Полной противоположностью этим маленьким пирушкам были часы, которые я проводил с Полиной. Она – совсем еще ребенок, девчонка на два года младше меня, была в моих глазах полностью завершенным существом, той самой женщиной о которых я лишь читал. В каждом её слове было столько убежденности, что ты волей-неволей задумывался над тем, уж не видит ли она саму жизнь такой, какой она есть на самом деле? Наблюдая за ней, за её манерой поводить по воздуху рукой во время разговора, словно она поглаживает его, за тем как она запрокидывает головку и потряхивает волосами, тем самым показывая свою готовность слушать, я видел пред собой барышню времен Империи, изысканную и возвышенную. И, казалось бы, мог ли я, учитывая все это, рассказывать ей о том, за каким занятием провожу свои вечера, не боясь заслужить её презрения? Многие бы на моем месте опасались этого и предпочли бы промолчать, но я во всех грязных подробностях передавал ей то, что со мною происходило, и она лишь сокрушалась, жалела меня и более ничего, словно вся эта мерзость нисколько её не отталкивала.

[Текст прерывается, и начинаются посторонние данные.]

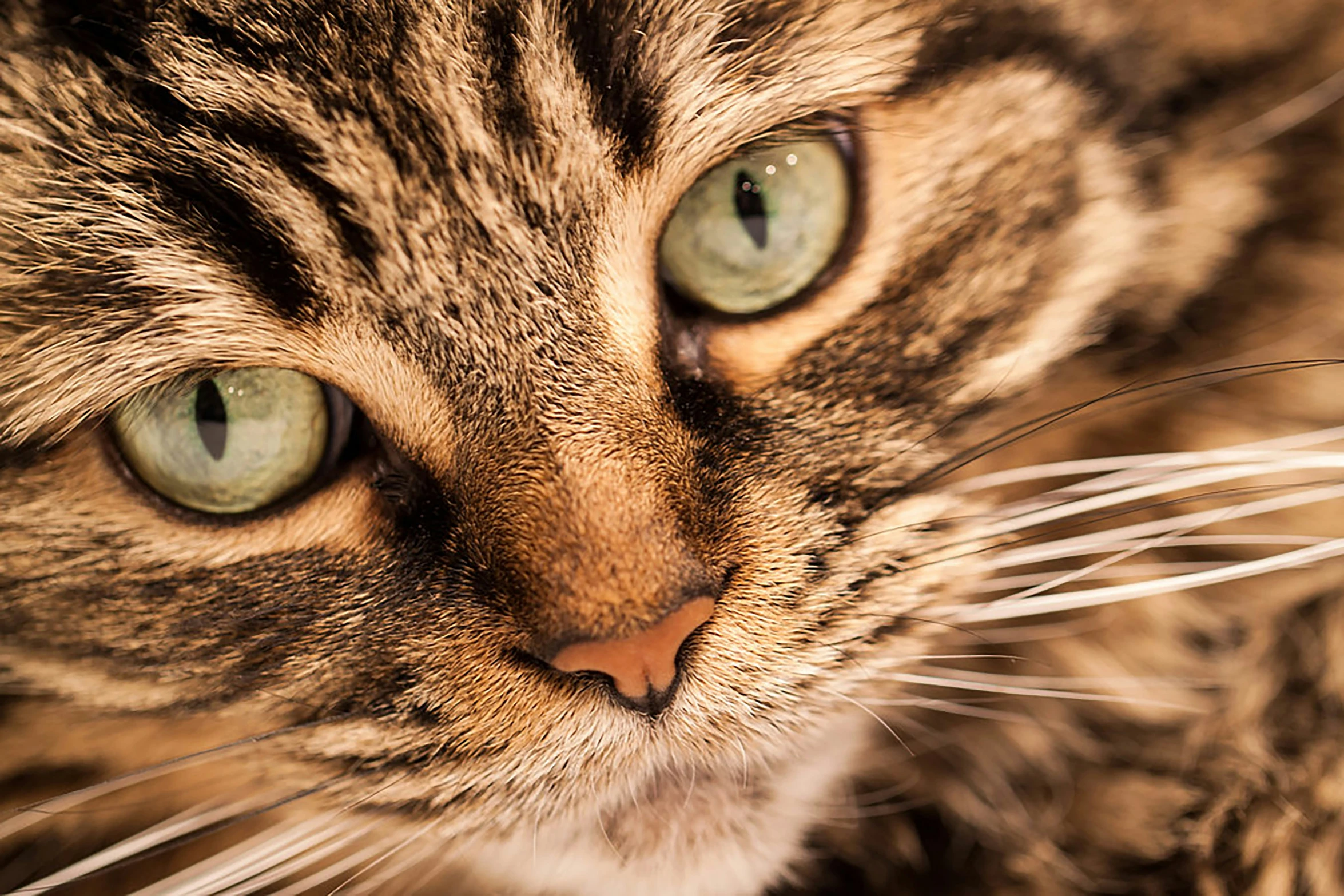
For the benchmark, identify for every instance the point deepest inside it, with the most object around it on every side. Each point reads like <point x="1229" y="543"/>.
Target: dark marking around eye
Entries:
<point x="212" y="418"/>
<point x="750" y="209"/>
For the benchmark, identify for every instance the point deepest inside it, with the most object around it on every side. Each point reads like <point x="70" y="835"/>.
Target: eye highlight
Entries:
<point x="758" y="229"/>
<point x="232" y="444"/>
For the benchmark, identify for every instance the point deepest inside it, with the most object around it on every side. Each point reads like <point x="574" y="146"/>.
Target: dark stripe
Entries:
<point x="977" y="37"/>
<point x="604" y="38"/>
<point x="257" y="246"/>
<point x="101" y="30"/>
<point x="299" y="158"/>
<point x="506" y="93"/>
<point x="242" y="47"/>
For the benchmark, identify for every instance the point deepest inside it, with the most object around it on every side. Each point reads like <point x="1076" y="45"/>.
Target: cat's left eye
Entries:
<point x="760" y="229"/>
<point x="236" y="443"/>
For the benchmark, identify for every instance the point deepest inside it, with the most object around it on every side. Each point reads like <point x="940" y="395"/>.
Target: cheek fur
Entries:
<point x="1020" y="528"/>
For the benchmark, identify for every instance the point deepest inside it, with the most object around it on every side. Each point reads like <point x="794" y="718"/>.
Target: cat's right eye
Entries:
<point x="232" y="444"/>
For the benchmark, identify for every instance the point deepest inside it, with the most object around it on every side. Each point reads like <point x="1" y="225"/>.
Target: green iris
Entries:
<point x="228" y="445"/>
<point x="758" y="229"/>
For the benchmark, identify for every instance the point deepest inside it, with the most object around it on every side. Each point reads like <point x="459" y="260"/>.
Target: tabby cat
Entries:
<point x="671" y="447"/>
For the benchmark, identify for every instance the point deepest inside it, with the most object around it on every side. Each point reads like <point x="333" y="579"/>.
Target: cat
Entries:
<point x="681" y="447"/>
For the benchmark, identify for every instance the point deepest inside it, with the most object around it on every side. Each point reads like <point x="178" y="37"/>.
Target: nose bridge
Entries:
<point x="594" y="537"/>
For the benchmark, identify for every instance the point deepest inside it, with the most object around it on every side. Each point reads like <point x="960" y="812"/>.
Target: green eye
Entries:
<point x="232" y="444"/>
<point x="757" y="230"/>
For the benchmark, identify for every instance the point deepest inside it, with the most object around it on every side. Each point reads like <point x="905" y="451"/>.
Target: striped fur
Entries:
<point x="1086" y="229"/>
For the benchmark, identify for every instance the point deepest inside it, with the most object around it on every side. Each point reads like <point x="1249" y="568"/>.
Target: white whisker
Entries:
<point x="1249" y="452"/>
<point x="880" y="719"/>
<point x="1188" y="521"/>
<point x="304" y="856"/>
<point x="1018" y="520"/>
<point x="1135" y="570"/>
<point x="1018" y="691"/>
<point x="1116" y="594"/>
<point x="249" y="858"/>
<point x="327" y="872"/>
<point x="1059" y="550"/>
<point x="378" y="862"/>
<point x="31" y="814"/>
<point x="181" y="825"/>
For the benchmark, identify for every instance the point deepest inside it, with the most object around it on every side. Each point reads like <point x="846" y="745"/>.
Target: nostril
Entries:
<point x="643" y="664"/>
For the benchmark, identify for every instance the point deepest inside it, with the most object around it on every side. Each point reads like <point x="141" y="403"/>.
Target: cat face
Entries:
<point x="456" y="221"/>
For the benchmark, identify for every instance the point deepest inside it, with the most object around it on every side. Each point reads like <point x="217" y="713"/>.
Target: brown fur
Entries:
<point x="451" y="213"/>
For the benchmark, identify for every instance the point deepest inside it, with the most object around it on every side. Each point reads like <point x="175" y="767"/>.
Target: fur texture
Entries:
<point x="1084" y="229"/>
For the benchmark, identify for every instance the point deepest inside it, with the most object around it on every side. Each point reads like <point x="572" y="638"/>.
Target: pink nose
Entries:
<point x="644" y="663"/>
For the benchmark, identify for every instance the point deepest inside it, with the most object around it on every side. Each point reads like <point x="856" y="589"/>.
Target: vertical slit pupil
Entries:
<point x="750" y="207"/>
<point x="212" y="418"/>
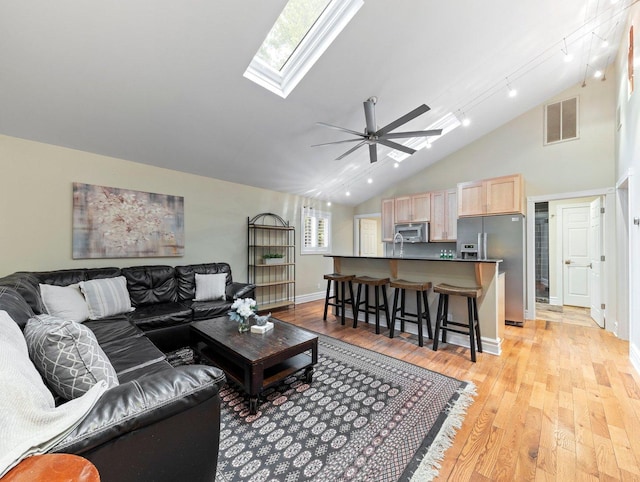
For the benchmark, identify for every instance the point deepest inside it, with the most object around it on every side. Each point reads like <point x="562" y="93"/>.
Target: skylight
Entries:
<point x="446" y="123"/>
<point x="290" y="28"/>
<point x="301" y="34"/>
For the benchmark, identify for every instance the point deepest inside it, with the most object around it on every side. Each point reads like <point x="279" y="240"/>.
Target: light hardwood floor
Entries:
<point x="562" y="402"/>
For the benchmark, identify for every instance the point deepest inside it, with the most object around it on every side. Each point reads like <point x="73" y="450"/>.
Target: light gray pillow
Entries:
<point x="66" y="302"/>
<point x="210" y="287"/>
<point x="67" y="355"/>
<point x="106" y="297"/>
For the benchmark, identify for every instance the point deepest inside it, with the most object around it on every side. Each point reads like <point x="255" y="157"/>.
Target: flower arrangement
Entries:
<point x="242" y="310"/>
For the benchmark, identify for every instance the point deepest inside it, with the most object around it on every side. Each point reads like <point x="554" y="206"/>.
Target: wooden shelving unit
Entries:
<point x="268" y="233"/>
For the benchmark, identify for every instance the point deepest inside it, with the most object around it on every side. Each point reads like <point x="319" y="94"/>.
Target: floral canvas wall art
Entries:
<point x="119" y="223"/>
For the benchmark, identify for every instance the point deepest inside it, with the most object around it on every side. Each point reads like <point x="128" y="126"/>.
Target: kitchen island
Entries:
<point x="457" y="271"/>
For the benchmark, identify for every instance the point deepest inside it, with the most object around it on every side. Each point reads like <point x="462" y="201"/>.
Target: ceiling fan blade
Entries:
<point x="370" y="115"/>
<point x="336" y="142"/>
<point x="401" y="135"/>
<point x="373" y="153"/>
<point x="404" y="119"/>
<point x="362" y="143"/>
<point x="396" y="146"/>
<point x="324" y="124"/>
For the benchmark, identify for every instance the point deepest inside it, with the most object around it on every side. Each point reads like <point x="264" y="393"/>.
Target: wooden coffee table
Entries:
<point x="256" y="361"/>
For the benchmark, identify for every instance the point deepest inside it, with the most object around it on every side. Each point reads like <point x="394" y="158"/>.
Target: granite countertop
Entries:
<point x="416" y="258"/>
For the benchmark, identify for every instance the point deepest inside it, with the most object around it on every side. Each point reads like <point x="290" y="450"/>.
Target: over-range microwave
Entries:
<point x="413" y="232"/>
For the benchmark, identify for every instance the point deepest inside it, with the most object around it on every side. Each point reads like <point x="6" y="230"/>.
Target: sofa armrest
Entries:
<point x="240" y="290"/>
<point x="141" y="403"/>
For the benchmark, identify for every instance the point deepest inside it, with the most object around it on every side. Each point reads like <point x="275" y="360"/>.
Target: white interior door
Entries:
<point x="576" y="255"/>
<point x="595" y="248"/>
<point x="368" y="237"/>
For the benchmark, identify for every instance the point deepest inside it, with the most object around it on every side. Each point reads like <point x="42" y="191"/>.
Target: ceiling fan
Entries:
<point x="373" y="136"/>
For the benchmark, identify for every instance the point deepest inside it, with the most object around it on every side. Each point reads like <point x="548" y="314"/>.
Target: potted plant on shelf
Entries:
<point x="273" y="258"/>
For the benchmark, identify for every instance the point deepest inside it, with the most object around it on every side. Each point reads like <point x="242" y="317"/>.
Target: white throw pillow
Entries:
<point x="210" y="287"/>
<point x="106" y="297"/>
<point x="65" y="302"/>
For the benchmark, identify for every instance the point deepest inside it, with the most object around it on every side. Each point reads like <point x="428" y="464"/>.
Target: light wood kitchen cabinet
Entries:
<point x="500" y="195"/>
<point x="444" y="216"/>
<point x="413" y="209"/>
<point x="388" y="219"/>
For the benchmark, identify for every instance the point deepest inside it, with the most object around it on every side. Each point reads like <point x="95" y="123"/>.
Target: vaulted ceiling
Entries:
<point x="161" y="82"/>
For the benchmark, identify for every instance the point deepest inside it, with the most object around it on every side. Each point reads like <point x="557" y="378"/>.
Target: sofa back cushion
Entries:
<point x="186" y="277"/>
<point x="13" y="303"/>
<point x="151" y="284"/>
<point x="26" y="284"/>
<point x="66" y="277"/>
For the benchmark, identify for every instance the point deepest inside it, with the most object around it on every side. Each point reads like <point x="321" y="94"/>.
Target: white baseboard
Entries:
<point x="634" y="357"/>
<point x="491" y="346"/>
<point x="319" y="295"/>
<point x="554" y="300"/>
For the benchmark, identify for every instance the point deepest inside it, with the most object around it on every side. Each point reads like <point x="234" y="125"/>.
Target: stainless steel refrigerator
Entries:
<point x="506" y="240"/>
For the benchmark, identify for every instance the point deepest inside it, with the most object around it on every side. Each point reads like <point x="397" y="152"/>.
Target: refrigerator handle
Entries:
<point x="482" y="245"/>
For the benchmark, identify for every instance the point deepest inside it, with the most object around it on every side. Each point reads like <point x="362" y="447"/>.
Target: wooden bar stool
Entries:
<point x="471" y="329"/>
<point x="421" y="288"/>
<point x="339" y="295"/>
<point x="377" y="284"/>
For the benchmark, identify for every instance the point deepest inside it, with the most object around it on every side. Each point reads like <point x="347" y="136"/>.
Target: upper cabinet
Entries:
<point x="500" y="195"/>
<point x="388" y="219"/>
<point x="444" y="216"/>
<point x="413" y="209"/>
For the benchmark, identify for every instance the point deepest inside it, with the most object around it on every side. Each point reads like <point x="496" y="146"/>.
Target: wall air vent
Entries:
<point x="561" y="121"/>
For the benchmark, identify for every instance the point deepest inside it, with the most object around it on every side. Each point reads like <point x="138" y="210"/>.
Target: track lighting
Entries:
<point x="567" y="56"/>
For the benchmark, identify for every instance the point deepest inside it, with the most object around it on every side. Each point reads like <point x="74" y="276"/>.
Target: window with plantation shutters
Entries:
<point x="561" y="121"/>
<point x="316" y="232"/>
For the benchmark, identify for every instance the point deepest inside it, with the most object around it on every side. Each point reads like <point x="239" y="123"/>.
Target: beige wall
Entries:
<point x="36" y="219"/>
<point x="517" y="147"/>
<point x="627" y="173"/>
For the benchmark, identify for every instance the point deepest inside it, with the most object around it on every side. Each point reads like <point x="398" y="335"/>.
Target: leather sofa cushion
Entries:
<point x="186" y="277"/>
<point x="203" y="310"/>
<point x="66" y="277"/>
<point x="28" y="286"/>
<point x="132" y="354"/>
<point x="15" y="305"/>
<point x="151" y="284"/>
<point x="145" y="371"/>
<point x="160" y="315"/>
<point x="112" y="330"/>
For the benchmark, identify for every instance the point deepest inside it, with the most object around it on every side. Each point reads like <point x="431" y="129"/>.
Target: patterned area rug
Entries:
<point x="365" y="417"/>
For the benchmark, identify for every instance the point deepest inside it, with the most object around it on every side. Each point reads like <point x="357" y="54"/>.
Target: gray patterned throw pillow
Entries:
<point x="67" y="355"/>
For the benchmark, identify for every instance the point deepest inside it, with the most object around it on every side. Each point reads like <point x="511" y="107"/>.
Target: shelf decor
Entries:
<point x="271" y="255"/>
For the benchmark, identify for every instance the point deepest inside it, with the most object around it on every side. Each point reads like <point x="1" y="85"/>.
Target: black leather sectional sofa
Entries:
<point x="160" y="423"/>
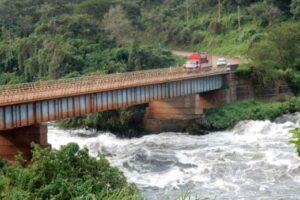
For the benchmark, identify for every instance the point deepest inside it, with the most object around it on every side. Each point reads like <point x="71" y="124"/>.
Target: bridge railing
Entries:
<point x="96" y="83"/>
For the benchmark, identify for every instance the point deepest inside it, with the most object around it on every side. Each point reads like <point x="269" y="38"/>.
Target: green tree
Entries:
<point x="118" y="25"/>
<point x="295" y="8"/>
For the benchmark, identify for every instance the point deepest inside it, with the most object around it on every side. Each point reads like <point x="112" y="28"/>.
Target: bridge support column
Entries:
<point x="172" y="114"/>
<point x="19" y="140"/>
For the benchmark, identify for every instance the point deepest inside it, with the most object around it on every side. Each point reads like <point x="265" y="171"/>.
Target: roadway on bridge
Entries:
<point x="45" y="90"/>
<point x="231" y="60"/>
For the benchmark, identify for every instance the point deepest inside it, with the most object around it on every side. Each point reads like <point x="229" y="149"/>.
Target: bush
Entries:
<point x="68" y="173"/>
<point x="216" y="28"/>
<point x="230" y="114"/>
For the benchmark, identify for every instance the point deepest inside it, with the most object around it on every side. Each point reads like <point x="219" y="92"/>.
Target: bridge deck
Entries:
<point x="31" y="92"/>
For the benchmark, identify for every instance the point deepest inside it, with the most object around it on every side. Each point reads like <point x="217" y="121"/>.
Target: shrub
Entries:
<point x="68" y="173"/>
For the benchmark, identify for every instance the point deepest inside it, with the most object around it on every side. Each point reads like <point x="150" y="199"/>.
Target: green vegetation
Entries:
<point x="275" y="56"/>
<point x="68" y="173"/>
<point x="231" y="114"/>
<point x="200" y="25"/>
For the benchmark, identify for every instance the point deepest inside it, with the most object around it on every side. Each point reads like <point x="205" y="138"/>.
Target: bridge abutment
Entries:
<point x="15" y="141"/>
<point x="172" y="114"/>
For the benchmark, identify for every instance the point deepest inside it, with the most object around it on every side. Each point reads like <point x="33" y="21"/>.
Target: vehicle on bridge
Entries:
<point x="197" y="61"/>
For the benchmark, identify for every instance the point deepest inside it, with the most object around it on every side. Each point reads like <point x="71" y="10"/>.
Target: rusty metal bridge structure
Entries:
<point x="32" y="103"/>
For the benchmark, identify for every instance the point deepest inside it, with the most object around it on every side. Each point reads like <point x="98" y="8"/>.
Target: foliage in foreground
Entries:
<point x="68" y="173"/>
<point x="229" y="115"/>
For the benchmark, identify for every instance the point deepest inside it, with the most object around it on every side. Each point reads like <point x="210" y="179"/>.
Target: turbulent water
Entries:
<point x="252" y="161"/>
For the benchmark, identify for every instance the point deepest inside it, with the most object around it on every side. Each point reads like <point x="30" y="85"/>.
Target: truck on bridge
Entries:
<point x="198" y="61"/>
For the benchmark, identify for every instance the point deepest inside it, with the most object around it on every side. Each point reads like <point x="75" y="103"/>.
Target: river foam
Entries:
<point x="254" y="160"/>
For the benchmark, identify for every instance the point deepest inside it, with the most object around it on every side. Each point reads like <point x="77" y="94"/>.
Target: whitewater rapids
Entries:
<point x="254" y="160"/>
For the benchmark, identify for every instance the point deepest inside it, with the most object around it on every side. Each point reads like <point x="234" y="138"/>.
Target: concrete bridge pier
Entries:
<point x="177" y="114"/>
<point x="172" y="114"/>
<point x="15" y="141"/>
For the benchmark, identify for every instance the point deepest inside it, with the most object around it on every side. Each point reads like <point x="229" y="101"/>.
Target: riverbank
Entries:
<point x="252" y="160"/>
<point x="229" y="115"/>
<point x="128" y="123"/>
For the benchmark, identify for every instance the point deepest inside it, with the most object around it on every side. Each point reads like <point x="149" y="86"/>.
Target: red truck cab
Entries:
<point x="195" y="60"/>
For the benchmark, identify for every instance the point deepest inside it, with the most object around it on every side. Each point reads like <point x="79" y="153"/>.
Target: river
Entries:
<point x="254" y="160"/>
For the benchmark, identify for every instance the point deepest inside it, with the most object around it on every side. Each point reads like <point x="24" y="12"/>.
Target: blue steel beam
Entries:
<point x="20" y="115"/>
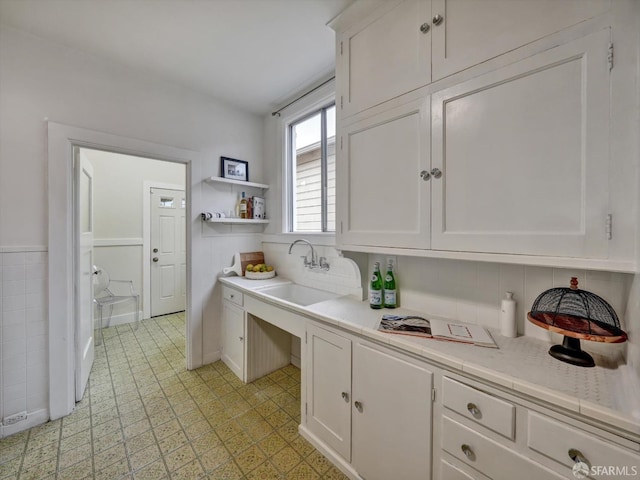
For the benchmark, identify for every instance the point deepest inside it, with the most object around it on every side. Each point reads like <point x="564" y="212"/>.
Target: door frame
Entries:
<point x="61" y="139"/>
<point x="146" y="239"/>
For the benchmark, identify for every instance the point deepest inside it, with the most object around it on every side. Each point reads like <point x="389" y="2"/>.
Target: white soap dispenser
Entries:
<point x="508" y="327"/>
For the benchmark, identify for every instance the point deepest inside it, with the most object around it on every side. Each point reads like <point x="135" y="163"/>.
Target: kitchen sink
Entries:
<point x="298" y="294"/>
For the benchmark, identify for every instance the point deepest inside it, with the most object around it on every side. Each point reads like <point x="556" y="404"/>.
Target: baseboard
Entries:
<point x="33" y="419"/>
<point x="210" y="357"/>
<point x="340" y="463"/>
<point x="120" y="319"/>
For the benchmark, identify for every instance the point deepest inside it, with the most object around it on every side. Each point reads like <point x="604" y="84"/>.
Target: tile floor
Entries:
<point x="144" y="416"/>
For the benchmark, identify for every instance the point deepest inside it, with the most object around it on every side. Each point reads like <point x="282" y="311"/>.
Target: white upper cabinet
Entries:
<point x="524" y="154"/>
<point x="383" y="199"/>
<point x="384" y="55"/>
<point x="468" y="32"/>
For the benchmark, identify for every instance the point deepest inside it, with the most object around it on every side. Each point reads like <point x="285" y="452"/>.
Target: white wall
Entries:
<point x="118" y="212"/>
<point x="40" y="79"/>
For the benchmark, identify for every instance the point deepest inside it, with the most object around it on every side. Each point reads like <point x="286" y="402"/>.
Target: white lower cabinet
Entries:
<point x="233" y="336"/>
<point x="487" y="434"/>
<point x="369" y="405"/>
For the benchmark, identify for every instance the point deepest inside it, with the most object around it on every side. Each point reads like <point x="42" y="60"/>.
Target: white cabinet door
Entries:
<point x="329" y="394"/>
<point x="472" y="32"/>
<point x="391" y="416"/>
<point x="383" y="201"/>
<point x="385" y="55"/>
<point x="524" y="152"/>
<point x="233" y="338"/>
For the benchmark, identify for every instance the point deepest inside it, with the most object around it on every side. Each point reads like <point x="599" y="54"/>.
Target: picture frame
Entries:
<point x="234" y="169"/>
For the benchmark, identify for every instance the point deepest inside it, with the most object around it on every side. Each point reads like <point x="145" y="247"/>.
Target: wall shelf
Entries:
<point x="254" y="221"/>
<point x="237" y="182"/>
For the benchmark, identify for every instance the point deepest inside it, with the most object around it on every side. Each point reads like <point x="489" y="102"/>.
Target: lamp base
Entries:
<point x="570" y="352"/>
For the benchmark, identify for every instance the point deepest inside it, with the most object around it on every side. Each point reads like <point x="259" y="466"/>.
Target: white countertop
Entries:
<point x="606" y="393"/>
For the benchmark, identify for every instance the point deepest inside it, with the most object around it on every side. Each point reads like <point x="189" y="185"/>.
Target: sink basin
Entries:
<point x="298" y="294"/>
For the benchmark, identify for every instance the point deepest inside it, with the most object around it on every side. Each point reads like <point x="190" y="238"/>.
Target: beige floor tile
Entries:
<point x="303" y="471"/>
<point x="78" y="471"/>
<point x="228" y="471"/>
<point x="266" y="471"/>
<point x="286" y="459"/>
<point x="153" y="471"/>
<point x="191" y="471"/>
<point x="75" y="455"/>
<point x="177" y="458"/>
<point x="250" y="458"/>
<point x="144" y="457"/>
<point x="214" y="458"/>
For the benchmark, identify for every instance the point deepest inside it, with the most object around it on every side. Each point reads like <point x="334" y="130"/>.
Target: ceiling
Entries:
<point x="254" y="54"/>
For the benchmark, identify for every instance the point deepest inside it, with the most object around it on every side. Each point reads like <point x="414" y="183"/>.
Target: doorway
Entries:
<point x="62" y="140"/>
<point x="115" y="214"/>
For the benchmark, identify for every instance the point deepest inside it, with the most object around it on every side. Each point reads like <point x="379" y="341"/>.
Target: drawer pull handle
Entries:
<point x="474" y="410"/>
<point x="576" y="456"/>
<point x="466" y="449"/>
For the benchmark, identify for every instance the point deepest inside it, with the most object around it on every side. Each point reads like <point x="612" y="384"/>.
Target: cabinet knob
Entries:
<point x="466" y="449"/>
<point x="576" y="456"/>
<point x="474" y="410"/>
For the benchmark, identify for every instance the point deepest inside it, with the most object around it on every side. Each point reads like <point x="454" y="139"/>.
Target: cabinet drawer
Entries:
<point x="554" y="440"/>
<point x="449" y="472"/>
<point x="482" y="408"/>
<point x="489" y="457"/>
<point x="232" y="295"/>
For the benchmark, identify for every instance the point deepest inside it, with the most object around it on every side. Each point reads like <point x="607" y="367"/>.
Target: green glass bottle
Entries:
<point x="390" y="297"/>
<point x="375" y="288"/>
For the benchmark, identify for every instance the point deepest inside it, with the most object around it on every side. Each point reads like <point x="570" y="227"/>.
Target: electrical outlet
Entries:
<point x="18" y="417"/>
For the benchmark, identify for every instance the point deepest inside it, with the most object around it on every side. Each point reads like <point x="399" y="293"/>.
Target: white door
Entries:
<point x="329" y="367"/>
<point x="373" y="52"/>
<point x="391" y="416"/>
<point x="471" y="32"/>
<point x="524" y="152"/>
<point x="233" y="338"/>
<point x="383" y="199"/>
<point x="84" y="271"/>
<point x="168" y="251"/>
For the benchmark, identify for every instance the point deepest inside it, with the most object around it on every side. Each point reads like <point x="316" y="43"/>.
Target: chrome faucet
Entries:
<point x="313" y="264"/>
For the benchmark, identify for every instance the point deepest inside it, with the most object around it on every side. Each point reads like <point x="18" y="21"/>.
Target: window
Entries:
<point x="311" y="166"/>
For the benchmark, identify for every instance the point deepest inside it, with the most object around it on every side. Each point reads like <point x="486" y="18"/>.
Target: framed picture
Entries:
<point x="234" y="169"/>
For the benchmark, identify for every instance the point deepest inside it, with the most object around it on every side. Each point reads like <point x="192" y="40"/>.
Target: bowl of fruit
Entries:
<point x="259" y="271"/>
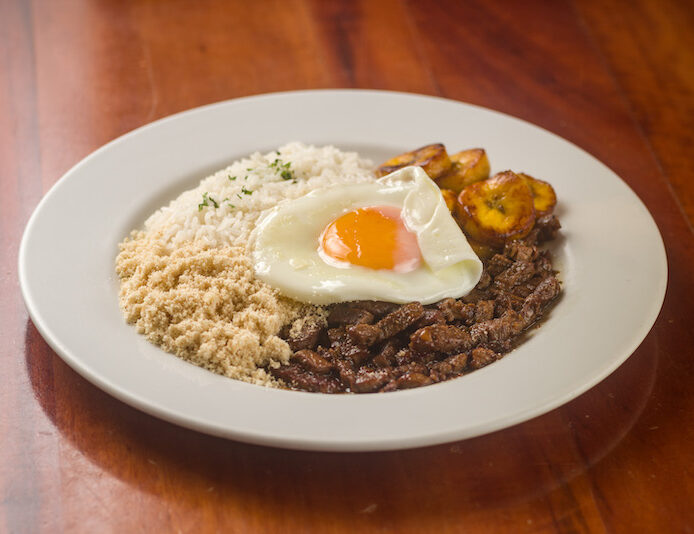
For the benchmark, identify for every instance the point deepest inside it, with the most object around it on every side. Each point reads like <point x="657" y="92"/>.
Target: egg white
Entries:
<point x="284" y="245"/>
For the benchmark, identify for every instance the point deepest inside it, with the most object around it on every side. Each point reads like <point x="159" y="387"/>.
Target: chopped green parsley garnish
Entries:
<point x="283" y="169"/>
<point x="206" y="200"/>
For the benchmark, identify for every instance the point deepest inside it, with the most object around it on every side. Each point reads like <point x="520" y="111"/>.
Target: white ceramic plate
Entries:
<point x="611" y="258"/>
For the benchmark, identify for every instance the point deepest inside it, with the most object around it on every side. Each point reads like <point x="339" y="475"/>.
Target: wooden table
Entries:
<point x="616" y="78"/>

Подобно ангелу, Полина вела войну за спасение моей души, ту самую войну, которую я если и начинал, то уж точно не одержал победы ни в одном её сражении. Она по-доброму смеялась над многими из моих рассуждений, называя их слишком уж язвительными и циничными, но иногда подолгу молчала, дослушав мою тираду, и затем, дрожащим от волнения голосом называла это чем-то прекрасным.

Но более всего в Полине меня поражала её набожность, качеством коим не так уж часто отличаются люди её лет. Казалось, она знает Евангелие наизусть, и так она об нем рассказывала, что запросто могла бы проповедовать. С каждой встречей я все явственнее ощущал, как во мне зарождается если не сама вера, то по – крайней мере убежденность в её необходимости, и не для кого-то постороннего, чтобы соблюсти все приличия, а для самого себя. Не видя путей к ней в церквях и священных книгах, я роптал на жизнь, но Полина каждым добрым взглядом своим, каждым словом, будто выводила на холсте очертания ключа, который только и требовался для того, чтобы отпереть все закрытые для меня двери.

Но как только мы расставались, свет, который она зажигала, гас. В голове мелькали образы из книг всех этих пьяниц. Складываясь из хаотично движущихся букв, они то рассыпались, то складывались в нечто иное, чтобы затем развалиться. Тут же, разрывая все в клочья, появлялась фигура обнаженной Дашеньки, тянущей ко мне руки и вытягивающей губы в пьяном и отвратительно алеющем капельками влаги, поцелуе. И как бы я не старался развеять эту оргию омерзительных теней и призраков воспоминаниями о Полине, у меня ничего не выходило. Теряя обретенное на время ощущение чистоты, я скатывался вниз, в жижу из пота, рвоты и испражнений, бывших составляющими притона и ставшими мною за те дни и ночи, проведенные в нем. И я снова покупал вино, чтобы не думать о порочности своей природы, чтобы забыть о том, что помимо неё существует нечто светлое и чистое.